Toon beheerder-moderator
Geregistreerd op: 23 Jan 2011 Berichten: 502
|
Geplaatst: 19-06-2014 19:38:22 Onderwerp: |
|
|
1.
De wet formuleert dit als volgt:
"Art. 1526bis. De schuldenaar tegen wie een uitvoerend beslag op roerend goed geschiedt, kan de in beslag genomen goederen in der minne verkopen ten einde de opbrengst ervan aan te wenden voor de betaling van de schuldeisers.
(Op straffe van verval) moet de schuldenaar binnen tien dagen na de betekening van de beslaglegging de gerechtsdeurwaarder in kennis stellen van de hem gedane voorstellen.
(Wanneer de gerechtsdeurwaarder meent dat deze voorstellen ontoereikend zijn of wanneer de schuldeiser bewijst dat deze ontoereikend zijn, wordt met het verzoek tot verkoop in der minne geen rekening gehouden.)
Behalve indien de weigering om met de verkoop in te stemmen is ingegeven door de bedoeling om de schuldenaar te benadelen, kan de schuldeiser niet aansprakelijk worden gesteld.
De overdracht van de eigendom van het goed is afhankelijk van de betaling van de prijs ervan in handen van de gerechtsdeurwaarder binnen acht dagen na de aanvaarding van het aankoopbod. Bij niet-naleving van die termijn kunnen de goederen onverwijld openbaar te koop worden gesteld.

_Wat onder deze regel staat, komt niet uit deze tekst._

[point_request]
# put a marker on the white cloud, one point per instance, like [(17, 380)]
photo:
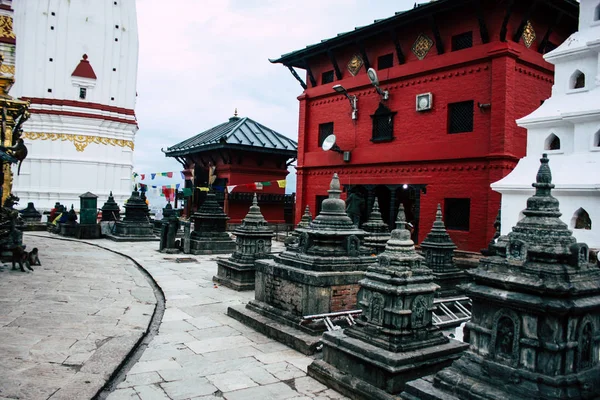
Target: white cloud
[(201, 59)]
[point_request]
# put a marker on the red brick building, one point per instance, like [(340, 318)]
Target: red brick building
[(240, 151), (458, 74)]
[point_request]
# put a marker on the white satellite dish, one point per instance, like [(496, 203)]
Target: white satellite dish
[(328, 143), (373, 77)]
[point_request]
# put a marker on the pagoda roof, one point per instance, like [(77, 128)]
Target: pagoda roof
[(241, 133), (420, 11)]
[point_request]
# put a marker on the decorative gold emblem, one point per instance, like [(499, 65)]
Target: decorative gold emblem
[(422, 46), (6, 27), (528, 34), (80, 141), (355, 64)]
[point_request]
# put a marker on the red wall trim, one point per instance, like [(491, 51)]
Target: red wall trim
[(83, 115), (73, 103)]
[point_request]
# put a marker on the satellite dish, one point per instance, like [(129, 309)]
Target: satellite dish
[(328, 143), (373, 77)]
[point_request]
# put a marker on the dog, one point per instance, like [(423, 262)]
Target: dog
[(33, 259), (19, 255)]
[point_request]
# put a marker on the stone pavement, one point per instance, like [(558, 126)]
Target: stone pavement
[(200, 352), (67, 326)]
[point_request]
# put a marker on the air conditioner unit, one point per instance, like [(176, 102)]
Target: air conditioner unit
[(424, 102)]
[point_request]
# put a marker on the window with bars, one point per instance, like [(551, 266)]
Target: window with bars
[(462, 41), (457, 214), (325, 130), (385, 61), (383, 124), (327, 77), (460, 117)]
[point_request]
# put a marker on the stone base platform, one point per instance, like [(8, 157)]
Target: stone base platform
[(297, 339), (89, 231), (69, 230), (361, 370), (34, 226), (235, 275), (118, 238)]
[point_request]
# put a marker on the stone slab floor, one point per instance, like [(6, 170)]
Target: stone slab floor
[(65, 327), (199, 352)]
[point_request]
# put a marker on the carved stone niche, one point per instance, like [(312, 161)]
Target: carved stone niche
[(516, 251), (352, 245), (580, 253), (506, 334), (587, 349)]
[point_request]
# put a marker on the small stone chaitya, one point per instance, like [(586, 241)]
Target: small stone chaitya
[(438, 249), (378, 232), (253, 242), (210, 224), (535, 329), (394, 339), (135, 225), (318, 274)]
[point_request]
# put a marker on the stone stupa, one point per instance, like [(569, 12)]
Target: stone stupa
[(210, 229), (253, 242), (135, 225), (317, 275), (378, 232), (394, 339), (535, 329), (438, 249)]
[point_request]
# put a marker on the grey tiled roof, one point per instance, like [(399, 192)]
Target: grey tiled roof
[(237, 132)]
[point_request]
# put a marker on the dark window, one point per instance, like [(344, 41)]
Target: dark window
[(385, 61), (383, 124), (460, 117), (319, 201), (327, 77), (579, 80), (462, 41), (457, 214), (552, 142), (549, 47), (325, 130)]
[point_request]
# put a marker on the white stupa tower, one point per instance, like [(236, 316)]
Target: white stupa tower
[(567, 127), (76, 62)]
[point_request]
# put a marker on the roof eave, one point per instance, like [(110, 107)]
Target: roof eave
[(297, 58), (217, 146)]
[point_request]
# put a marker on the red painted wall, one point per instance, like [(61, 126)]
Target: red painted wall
[(512, 78)]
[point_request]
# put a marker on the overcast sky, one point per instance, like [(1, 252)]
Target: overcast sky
[(200, 59)]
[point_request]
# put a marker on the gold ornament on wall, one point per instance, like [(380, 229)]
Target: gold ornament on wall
[(355, 64), (528, 35), (422, 46), (79, 141)]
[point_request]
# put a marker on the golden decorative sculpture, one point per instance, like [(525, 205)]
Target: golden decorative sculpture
[(80, 141), (13, 113)]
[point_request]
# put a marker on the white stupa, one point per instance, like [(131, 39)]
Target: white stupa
[(76, 61), (567, 128)]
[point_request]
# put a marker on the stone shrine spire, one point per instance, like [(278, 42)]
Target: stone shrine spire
[(394, 339), (378, 232), (439, 248), (536, 315)]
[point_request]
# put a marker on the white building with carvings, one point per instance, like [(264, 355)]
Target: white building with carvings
[(76, 62), (567, 127)]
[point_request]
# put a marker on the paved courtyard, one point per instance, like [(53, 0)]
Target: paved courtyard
[(198, 352)]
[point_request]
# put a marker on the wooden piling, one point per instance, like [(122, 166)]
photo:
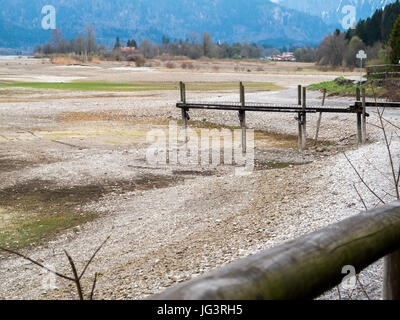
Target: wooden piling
[(242, 118), (182, 87), (359, 120), (320, 118), (304, 121), (364, 117), (299, 118)]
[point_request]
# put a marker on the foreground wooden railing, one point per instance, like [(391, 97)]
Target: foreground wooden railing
[(385, 71), (304, 268)]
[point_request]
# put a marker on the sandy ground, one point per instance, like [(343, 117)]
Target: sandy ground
[(170, 222)]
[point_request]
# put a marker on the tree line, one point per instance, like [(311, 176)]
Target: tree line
[(377, 35), (193, 47)]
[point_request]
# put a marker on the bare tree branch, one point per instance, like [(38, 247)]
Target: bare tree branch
[(36, 263), (76, 278), (363, 181), (361, 198), (93, 256)]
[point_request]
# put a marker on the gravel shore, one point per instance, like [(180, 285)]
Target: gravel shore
[(199, 218)]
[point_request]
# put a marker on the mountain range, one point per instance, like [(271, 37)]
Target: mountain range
[(274, 23)]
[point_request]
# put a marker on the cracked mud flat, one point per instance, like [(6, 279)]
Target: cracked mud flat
[(168, 223)]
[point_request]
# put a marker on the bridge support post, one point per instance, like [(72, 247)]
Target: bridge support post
[(299, 119), (359, 119), (184, 110), (304, 121), (242, 118), (364, 118)]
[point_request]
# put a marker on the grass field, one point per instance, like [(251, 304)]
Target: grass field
[(334, 88), (129, 87)]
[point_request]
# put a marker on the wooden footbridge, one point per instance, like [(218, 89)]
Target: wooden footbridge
[(301, 109)]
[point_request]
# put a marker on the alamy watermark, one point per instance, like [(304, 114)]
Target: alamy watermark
[(349, 282), (209, 147), (49, 20)]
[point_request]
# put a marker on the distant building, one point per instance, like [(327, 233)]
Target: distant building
[(127, 49), (285, 56)]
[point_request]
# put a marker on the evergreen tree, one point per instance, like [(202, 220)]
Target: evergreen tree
[(394, 43), (117, 44)]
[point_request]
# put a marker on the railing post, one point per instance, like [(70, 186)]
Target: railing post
[(359, 121), (364, 118), (304, 121), (299, 118), (320, 118), (242, 118), (184, 110)]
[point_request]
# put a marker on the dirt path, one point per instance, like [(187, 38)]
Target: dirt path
[(167, 223)]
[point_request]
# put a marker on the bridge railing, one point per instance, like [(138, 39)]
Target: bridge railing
[(304, 268), (385, 71)]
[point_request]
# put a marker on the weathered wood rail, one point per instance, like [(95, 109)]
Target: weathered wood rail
[(385, 71), (301, 108), (304, 268)]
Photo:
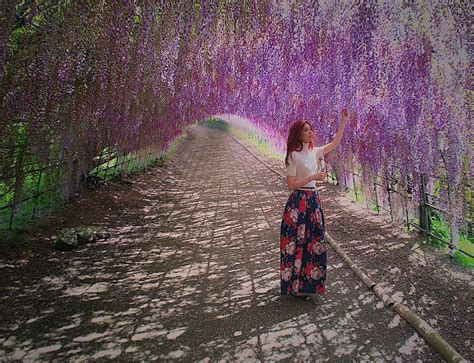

Na betaling van de prijs in handen van de gerechtsdeurwaarder, maakt deze een proces-verbaal op van verkoop in der minne met vermelding van de identiteit van de koper en verkoper, de betaalde prijs en de omschrijving van de verkochte goederen. Hij stelt hiervan een afschrift ter beschikking van de koper.
(Het proces-verbaal wordt aan het bestand van berichten gezonden in de vorm van een bericht als bedoeld in artikel 1390, § 1.)"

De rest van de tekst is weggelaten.